Multiple internal studies are currently underway looking at support for these data curation issues.
Note that some of these services are provided as needed and are not necessarily automated or
integrated into a system.
Reluctantly toggled for “code review”: we’ve done related HTML review for “research-based websites”
that we’ve acquired, cleaned/modiﬁed, and otherwise curated.
Some conversion may occur through our digital collections unit if the collection is unique; however, this
is more common for cultural heritage materials than research datasets.
Some of these processes are supported by training, but not performed by library staﬀ.
Staﬀ limitations contribute to the “3” responses above.
There can be signiﬁcant costs associated with the reprocessing of information. At this time, that is not
a cost the libraries are willing to accept. However, that does not mean that as new formats are adopted
that there would be an associated method that would be made available for the individual wanting the
data could use as a roadmap.
We might do some of these things if our library selects a dataset to preserve forever (Nobel Prize
winner’s lab notebooks), or if a researcher provided grant funding for library staﬀ involvement.
SUPPORT FOR PROCESSING AND REVIEW ACTIVITIES PART 2
Here are descriptions of ten more data curation processing and review activities.

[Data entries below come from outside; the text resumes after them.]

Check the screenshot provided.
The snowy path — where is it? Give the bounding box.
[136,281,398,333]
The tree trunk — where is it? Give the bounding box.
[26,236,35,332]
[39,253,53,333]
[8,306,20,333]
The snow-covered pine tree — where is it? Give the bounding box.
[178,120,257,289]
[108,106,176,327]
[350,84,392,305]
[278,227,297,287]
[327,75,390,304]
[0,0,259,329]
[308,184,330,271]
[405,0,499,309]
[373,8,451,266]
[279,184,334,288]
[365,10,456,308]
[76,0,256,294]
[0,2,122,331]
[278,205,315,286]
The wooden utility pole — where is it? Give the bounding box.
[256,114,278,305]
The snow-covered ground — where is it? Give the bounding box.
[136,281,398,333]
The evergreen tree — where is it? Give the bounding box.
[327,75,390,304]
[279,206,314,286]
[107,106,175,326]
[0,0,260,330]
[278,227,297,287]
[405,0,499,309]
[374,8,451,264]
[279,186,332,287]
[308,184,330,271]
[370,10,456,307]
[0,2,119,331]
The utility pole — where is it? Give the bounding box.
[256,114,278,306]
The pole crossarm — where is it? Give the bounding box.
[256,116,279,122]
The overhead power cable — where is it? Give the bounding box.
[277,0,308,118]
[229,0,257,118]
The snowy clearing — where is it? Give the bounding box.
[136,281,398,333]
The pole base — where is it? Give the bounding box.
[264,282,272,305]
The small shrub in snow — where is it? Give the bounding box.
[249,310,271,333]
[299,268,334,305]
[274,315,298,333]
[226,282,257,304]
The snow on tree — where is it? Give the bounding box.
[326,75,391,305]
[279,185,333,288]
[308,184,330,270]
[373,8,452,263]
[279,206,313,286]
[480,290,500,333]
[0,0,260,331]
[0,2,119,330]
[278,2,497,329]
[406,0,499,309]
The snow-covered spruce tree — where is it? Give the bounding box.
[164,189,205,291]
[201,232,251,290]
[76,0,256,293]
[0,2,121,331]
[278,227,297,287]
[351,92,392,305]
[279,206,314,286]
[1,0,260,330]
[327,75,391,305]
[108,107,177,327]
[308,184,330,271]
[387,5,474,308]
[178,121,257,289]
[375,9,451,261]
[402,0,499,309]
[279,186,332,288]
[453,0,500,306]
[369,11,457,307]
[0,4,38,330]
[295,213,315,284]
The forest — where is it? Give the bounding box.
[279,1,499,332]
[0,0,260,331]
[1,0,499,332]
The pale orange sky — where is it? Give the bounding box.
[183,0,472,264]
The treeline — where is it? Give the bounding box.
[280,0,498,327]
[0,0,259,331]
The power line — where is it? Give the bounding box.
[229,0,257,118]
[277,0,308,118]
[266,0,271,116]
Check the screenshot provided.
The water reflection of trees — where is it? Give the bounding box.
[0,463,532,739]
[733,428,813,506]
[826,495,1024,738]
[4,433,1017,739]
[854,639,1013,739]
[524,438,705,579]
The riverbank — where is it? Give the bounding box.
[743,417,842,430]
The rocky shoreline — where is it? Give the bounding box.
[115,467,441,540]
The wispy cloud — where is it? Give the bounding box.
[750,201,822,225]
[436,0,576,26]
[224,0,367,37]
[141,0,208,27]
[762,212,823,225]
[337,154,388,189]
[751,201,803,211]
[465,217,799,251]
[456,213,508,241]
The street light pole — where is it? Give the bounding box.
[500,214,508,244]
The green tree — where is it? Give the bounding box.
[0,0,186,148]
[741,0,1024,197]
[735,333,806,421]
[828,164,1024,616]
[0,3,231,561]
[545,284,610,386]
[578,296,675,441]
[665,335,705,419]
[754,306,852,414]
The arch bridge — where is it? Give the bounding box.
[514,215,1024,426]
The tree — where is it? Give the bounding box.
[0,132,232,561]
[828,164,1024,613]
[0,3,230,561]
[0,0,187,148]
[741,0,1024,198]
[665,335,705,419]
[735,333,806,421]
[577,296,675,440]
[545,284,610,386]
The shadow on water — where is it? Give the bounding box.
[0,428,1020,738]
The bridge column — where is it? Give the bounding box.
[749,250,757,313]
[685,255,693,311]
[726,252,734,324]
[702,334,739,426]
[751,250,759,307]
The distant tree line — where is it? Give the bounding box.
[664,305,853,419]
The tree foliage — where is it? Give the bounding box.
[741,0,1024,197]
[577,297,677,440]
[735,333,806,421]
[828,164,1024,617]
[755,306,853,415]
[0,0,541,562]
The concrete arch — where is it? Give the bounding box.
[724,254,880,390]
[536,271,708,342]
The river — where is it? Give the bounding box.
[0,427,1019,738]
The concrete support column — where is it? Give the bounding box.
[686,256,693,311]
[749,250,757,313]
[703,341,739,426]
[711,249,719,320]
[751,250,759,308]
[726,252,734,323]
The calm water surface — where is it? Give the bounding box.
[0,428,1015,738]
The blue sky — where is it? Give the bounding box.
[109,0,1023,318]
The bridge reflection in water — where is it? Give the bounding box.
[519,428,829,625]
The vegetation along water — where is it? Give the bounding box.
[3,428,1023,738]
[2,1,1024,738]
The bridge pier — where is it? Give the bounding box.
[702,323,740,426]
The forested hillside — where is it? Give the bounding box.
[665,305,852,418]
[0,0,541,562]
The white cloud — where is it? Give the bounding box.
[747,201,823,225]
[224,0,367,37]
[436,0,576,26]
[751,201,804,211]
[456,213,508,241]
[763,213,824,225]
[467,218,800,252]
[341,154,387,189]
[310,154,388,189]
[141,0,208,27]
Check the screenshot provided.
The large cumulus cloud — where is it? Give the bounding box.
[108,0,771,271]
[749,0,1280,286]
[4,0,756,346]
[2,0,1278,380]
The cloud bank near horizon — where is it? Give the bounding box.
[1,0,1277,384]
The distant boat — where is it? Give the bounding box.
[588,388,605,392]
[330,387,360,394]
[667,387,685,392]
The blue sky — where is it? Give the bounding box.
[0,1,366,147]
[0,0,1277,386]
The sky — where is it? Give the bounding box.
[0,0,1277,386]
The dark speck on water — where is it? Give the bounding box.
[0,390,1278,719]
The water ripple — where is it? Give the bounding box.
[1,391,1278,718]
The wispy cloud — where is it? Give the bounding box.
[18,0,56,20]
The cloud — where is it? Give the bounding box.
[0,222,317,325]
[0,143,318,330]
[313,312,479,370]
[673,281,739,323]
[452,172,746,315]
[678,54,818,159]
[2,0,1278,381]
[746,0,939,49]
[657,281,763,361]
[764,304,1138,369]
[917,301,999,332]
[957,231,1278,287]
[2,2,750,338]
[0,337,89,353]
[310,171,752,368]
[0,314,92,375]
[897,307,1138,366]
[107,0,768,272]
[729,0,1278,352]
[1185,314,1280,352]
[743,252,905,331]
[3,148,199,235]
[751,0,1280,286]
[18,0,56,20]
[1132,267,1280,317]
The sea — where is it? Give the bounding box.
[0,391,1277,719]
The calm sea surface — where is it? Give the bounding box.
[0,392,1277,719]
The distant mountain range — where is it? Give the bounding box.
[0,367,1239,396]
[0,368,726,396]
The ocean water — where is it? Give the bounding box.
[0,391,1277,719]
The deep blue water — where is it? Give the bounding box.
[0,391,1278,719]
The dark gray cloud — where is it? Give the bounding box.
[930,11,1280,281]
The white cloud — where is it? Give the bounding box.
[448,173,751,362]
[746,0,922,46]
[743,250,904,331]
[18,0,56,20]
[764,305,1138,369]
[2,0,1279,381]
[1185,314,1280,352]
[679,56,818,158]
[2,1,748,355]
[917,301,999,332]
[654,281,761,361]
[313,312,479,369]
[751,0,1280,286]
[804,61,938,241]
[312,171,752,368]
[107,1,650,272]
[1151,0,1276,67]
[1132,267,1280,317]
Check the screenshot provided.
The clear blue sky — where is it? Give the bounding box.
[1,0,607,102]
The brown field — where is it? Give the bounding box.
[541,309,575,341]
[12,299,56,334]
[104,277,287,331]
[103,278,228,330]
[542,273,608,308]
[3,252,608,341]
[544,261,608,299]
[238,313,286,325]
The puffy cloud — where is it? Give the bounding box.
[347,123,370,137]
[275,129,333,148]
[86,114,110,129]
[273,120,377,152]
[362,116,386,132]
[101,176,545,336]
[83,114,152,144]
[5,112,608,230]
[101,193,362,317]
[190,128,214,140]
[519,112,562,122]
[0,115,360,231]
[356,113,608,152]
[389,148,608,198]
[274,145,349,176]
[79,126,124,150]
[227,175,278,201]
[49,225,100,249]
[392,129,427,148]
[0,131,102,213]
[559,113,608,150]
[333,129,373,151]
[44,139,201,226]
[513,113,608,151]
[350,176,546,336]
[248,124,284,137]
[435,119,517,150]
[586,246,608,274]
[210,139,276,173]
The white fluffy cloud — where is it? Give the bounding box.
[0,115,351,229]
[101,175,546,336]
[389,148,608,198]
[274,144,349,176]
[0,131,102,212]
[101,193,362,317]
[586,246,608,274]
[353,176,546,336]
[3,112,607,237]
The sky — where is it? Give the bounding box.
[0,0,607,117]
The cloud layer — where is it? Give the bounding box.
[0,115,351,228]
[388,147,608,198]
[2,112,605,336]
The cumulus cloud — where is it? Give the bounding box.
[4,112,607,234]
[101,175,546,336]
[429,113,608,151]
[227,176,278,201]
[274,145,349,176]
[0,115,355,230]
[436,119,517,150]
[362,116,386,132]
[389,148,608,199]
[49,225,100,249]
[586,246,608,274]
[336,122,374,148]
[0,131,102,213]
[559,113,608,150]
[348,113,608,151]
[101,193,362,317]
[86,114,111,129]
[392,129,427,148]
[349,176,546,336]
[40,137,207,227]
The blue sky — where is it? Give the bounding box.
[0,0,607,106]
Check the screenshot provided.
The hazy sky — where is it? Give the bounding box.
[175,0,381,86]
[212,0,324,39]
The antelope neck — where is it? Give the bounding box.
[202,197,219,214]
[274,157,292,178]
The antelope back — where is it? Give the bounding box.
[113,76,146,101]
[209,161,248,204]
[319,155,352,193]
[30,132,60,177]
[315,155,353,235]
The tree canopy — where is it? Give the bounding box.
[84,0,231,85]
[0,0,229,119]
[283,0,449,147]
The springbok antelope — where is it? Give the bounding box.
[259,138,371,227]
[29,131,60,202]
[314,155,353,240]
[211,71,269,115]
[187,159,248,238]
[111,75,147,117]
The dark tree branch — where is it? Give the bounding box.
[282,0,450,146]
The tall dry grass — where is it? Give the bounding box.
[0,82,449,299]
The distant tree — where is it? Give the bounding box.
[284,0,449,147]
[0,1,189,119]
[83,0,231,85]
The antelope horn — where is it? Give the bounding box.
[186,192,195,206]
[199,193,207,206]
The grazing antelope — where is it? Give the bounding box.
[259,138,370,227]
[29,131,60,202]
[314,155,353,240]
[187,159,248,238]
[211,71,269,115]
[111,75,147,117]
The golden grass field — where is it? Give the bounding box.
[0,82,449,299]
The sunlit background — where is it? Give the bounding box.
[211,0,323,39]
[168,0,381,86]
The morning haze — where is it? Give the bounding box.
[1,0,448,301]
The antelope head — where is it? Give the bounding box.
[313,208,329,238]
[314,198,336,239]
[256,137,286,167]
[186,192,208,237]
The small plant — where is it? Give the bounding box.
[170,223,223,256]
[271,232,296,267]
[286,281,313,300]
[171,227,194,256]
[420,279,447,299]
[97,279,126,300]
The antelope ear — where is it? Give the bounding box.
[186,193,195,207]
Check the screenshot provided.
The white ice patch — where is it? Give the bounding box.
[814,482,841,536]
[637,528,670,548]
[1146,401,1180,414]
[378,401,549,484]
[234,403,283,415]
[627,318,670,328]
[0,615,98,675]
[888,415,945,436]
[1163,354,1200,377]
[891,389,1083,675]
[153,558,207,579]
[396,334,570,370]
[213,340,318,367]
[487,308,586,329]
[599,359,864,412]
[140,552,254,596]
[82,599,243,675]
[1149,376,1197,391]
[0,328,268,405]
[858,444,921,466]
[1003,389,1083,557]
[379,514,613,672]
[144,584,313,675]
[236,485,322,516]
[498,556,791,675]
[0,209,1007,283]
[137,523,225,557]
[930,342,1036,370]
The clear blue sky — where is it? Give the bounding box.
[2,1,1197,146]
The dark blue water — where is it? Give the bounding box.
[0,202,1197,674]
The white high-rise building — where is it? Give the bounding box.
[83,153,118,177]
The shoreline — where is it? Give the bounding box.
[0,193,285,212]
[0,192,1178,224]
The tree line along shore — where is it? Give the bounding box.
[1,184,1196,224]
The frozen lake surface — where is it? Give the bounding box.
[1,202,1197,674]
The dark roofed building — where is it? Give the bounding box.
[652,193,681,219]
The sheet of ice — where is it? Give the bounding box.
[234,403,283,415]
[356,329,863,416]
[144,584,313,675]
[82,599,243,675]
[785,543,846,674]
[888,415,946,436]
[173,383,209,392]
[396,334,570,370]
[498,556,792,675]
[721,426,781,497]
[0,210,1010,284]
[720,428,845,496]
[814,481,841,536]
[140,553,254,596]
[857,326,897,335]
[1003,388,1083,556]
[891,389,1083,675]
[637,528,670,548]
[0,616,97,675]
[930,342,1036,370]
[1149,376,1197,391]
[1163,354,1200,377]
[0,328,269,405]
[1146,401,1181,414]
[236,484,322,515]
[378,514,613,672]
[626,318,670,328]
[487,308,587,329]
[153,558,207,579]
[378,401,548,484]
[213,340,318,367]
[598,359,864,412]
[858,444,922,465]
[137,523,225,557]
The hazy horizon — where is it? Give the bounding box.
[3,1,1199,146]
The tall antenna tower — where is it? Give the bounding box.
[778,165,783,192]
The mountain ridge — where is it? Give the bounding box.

File Inventory or Manifest: The data ﬁles are inspected periodically and the number, ﬁle types
(extensions), and ﬁle sizes of the data are understood and documented. Any missing, duplicate, or
corrupt (e.g., unable to open) ﬁles are discovered.
File Renaming: To rename ﬁles in a dataset, often to standardize and/or reflect important metadata.
Indexing: Verify all metadata provided by the author and crosswalk to descriptive and administrative
metadata compliant with a standard format for repository interoperability.